The story was filmed in 1982, in a BBC made-for-television production starring amongst Martin Shaw, Gemma Craven, Lisa Eichhorn, Jane Asher, Annette Crosbie and Tim Woodward.

=== Radio ===
A radio serial was produced in Australia in 1939 with Queenie Ashton (as Lady Isabel) and Ronald Morse (as Francis Levison).

A radio adaptation in seven parts was made for BBC Radio 4 by Michael Bakewell, with Rosemary Leach narrating as Mrs.

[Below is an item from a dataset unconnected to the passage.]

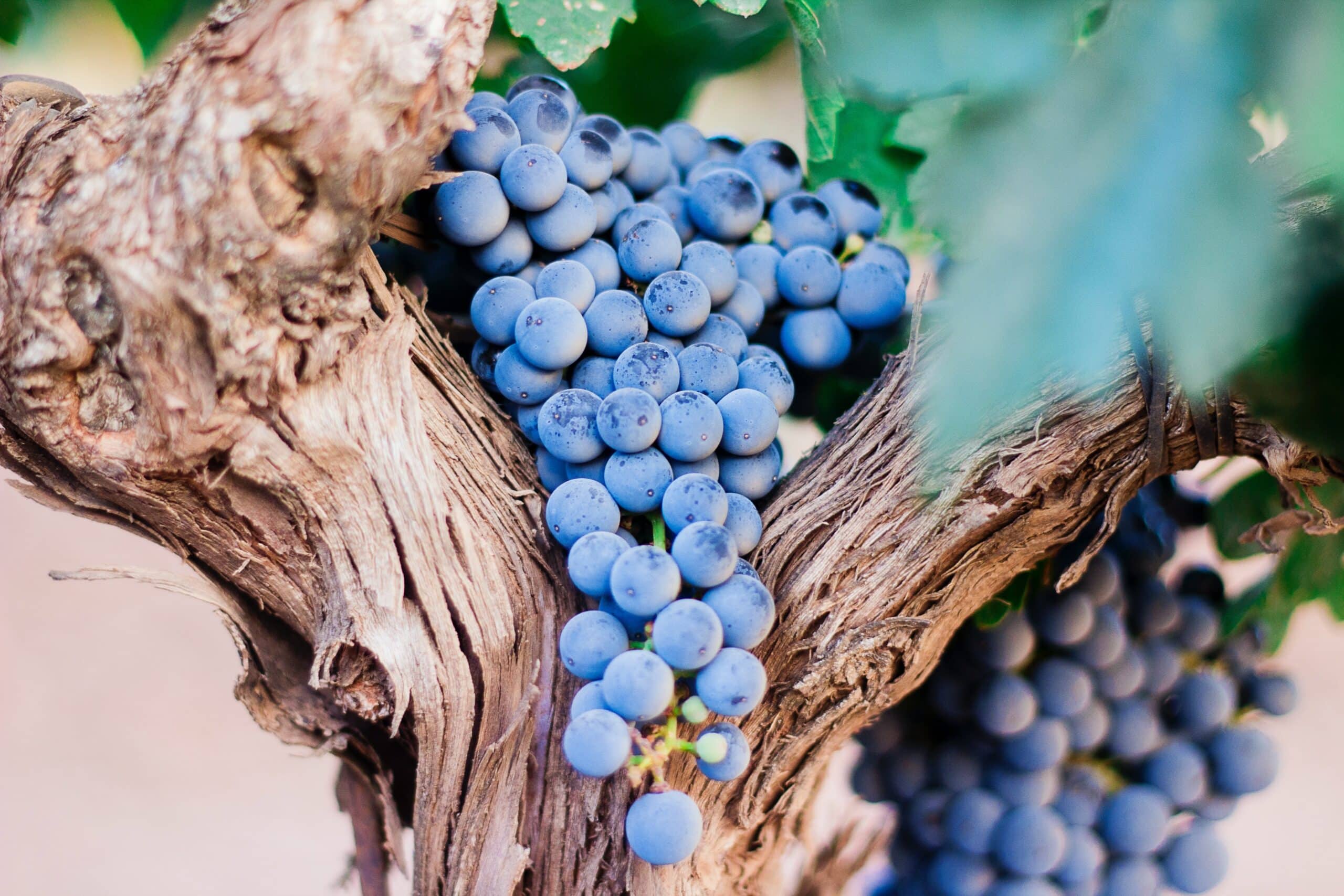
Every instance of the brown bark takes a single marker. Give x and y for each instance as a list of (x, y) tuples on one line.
[(195, 344)]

Wood, first broadcast in 1987.

=== Other adaptations ===
As the more melodramatic aspects of the story became dated, several parodies were performed, including East Lynne in Bugville with Pearl White (1914), Mack Sennet's East Lynne with Variations (1917) and in 1931 the comedy East Lynne on the Western Front, in which British soldiers in World War I stage a burlesque version of the story.

==Critical assessment==
Some argue that the novel champions middle classes over the lower orders; others, however, find this claim "too simplistic" and argue that the novel "highlights the shortfalls inherent to bourgeois masculinity." Sally Mitchell argues that the novel simultaneously upholds and undermines middle-class values.

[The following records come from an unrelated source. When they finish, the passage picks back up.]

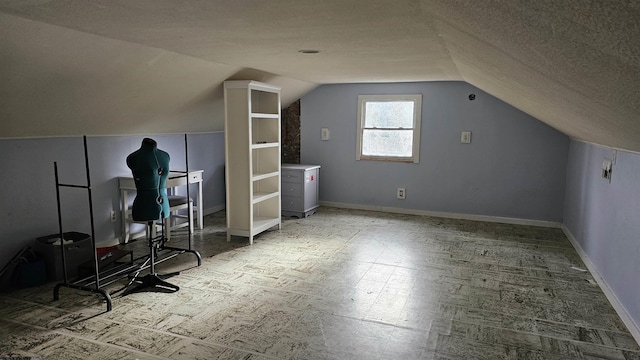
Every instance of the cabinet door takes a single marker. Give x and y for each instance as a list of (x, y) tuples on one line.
[(310, 189)]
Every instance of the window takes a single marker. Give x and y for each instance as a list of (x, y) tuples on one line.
[(389, 127)]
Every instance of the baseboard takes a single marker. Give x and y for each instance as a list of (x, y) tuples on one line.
[(447, 215), (213, 209), (631, 325)]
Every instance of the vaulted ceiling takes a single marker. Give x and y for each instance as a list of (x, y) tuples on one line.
[(100, 67)]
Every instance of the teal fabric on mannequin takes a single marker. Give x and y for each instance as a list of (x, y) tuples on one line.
[(150, 168)]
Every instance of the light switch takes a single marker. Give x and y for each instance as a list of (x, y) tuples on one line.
[(325, 134), (465, 137)]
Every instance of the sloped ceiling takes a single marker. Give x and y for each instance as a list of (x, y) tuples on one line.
[(156, 66)]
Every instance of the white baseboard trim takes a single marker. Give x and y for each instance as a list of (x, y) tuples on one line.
[(211, 210), (448, 215), (633, 327)]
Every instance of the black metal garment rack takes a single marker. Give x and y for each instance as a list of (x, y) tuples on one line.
[(95, 282)]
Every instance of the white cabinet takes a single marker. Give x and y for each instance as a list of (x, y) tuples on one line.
[(252, 157), (300, 184)]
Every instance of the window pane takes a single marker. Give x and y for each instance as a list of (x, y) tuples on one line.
[(389, 114), (387, 143)]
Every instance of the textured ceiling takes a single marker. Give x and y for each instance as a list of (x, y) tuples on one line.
[(128, 66)]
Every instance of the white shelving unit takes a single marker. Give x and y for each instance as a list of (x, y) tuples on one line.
[(252, 156)]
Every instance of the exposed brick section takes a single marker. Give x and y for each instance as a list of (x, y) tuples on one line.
[(291, 133)]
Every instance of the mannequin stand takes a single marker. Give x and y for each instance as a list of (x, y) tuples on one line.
[(153, 279)]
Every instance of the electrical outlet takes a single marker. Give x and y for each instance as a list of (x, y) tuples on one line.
[(325, 134), (465, 137)]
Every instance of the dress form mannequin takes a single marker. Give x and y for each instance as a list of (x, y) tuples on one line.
[(150, 168)]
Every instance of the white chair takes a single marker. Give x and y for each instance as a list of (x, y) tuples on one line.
[(176, 203)]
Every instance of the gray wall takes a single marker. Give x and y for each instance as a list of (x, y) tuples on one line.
[(514, 167), (603, 217), (28, 197)]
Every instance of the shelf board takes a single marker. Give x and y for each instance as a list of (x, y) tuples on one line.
[(258, 197), (265, 116), (262, 176), (264, 145)]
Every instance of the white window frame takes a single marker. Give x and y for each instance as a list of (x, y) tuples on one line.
[(417, 119)]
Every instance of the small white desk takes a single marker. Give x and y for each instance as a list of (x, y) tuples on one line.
[(126, 184)]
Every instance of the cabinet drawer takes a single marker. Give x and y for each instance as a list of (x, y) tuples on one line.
[(292, 203), (292, 177), (291, 189)]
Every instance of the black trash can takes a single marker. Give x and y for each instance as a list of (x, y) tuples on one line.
[(78, 249)]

Other critics include the late 19th century English novelist George Gissing, who read the book whilst staying in Rome in March 1898 and wrote in his diary that it was "not at all a bad book, of its sort." Perhaps the most practical assessment came from one who produced the play many times, actor and theater manager Tod Slaughter: "No other play in its time has ever been more maligned, more burlesqued, more ridiculed, or consistently made more money."

==Legacy==
The town of East Lynne, Missouri, took its name from the novel.

In T. S. Eliot's Old Possum's Book of Practical Cats, and the subsequent Andrew Lloyd Webber musical Cats, Gus the Theatre Cat is mentioned as having 'once played a part in East Lynne'.